Dear CBC community,
This month I have invited you to spend one hour in prayer with the prayer partner of your choice to intercede for CBC. You can sign up and find the prayer guide on the CBC website under “prayer.”
But this invitation begs the question “Why?” Why should I or you take the time and effort to pray? Why bother? Does it really make a difference? Is it really necessary? Can’t we get along without it? Will it really matter if you or I pray or not?
In Luke’s gospel (11:1) the disciples asked Jesus, “Lord, teach us (how) to pray” but I wished they had asked him, “Lord, teach us why to pray.”
I have wondered about and struggled with this “why” my entire Christian life. I do pray daily but not with the steadfast commitment and dedication that at least some others have. I think I tend to default to a deistic world-view in which God has set the world in motion but is removed from it. However I am a steadfast and dedicated Bible reader and the Scriptures continually testify to a positive and expectant view of prayer. So I take note and invite the Lord to continue to shape my mind, heart, and practice of prayer: “Lord, teach me why to pray.” So if you also struggle to devote yourselves to prayer, I offer here some thoughts that motivate me to pray.

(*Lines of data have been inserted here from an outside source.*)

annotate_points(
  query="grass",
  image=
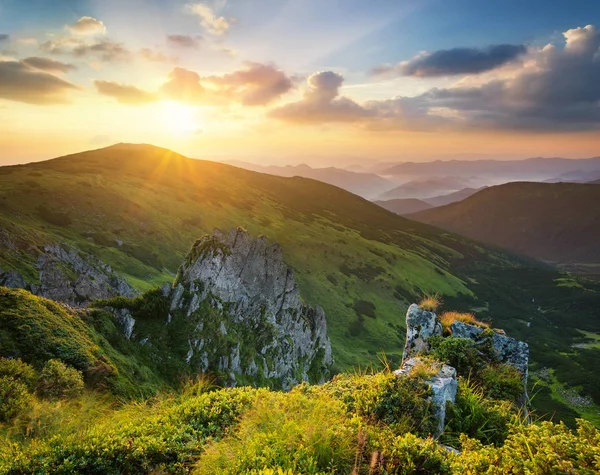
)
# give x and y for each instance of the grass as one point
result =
(343, 249)
(447, 318)
(430, 303)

First, God is involved in this world. Theologians call this “immanence.” God has not created the world and walked away as in deism. Not at all! Rather God is enthroned over the world as Creator and is deeply involved in this world as God! And since our Creator is involved in the world as our God, we are invited to pray to God as those dependent upon him and expectant of him. Furthermore, prayer is more than asking; it also involves praising, thanking, and confessing. Thanking is probably the one thing that most pleases God for when we give thanks we acknowledge his goodness in providing us with what we need.
Second, we are involved in this world. God’s sovereignty does not deny our real involvement in this world. Rather we are God’s image bearers, tasked with the ruling of God’s creation in freedom. In other words, God rules this world through us as we follow his leadership. This is a high risk move because we can choose not to follow his leadership. This is a great motivation for prayer in that we appeal to God for the power and gifts that we need to fulfill our responsibility as his rulers over his world. We were never meant to rule apart from our Ruler. Prayer is a purposeful connecting our our lives and wills to God. How can we possibly rule without God’s help and guidance?
This connection between God and humanity is demonstrated in Jesus’ life and ministry. Consider John 5:17,19: “Jesus said to them, ‘My Father is always at his work to this very day, and I, too, am working’...’I tell you the truth, the Son can do nothing by himself; he can do only what he sees his Father doing, because whatever the Father does the Son also does.’” Following God’s lead is surely why Jesus spent so much time in prayer (Matthew 26:36-44; Mark 1:35; Luke 3:21; 4:42; 5:16; John 17). How much more do we need to come before God’s throne of grace for his mercy, power, and direction?
These thoughts help me to pray and I hope they stir you as well. Will you spend an hour in prayer for CBC this month?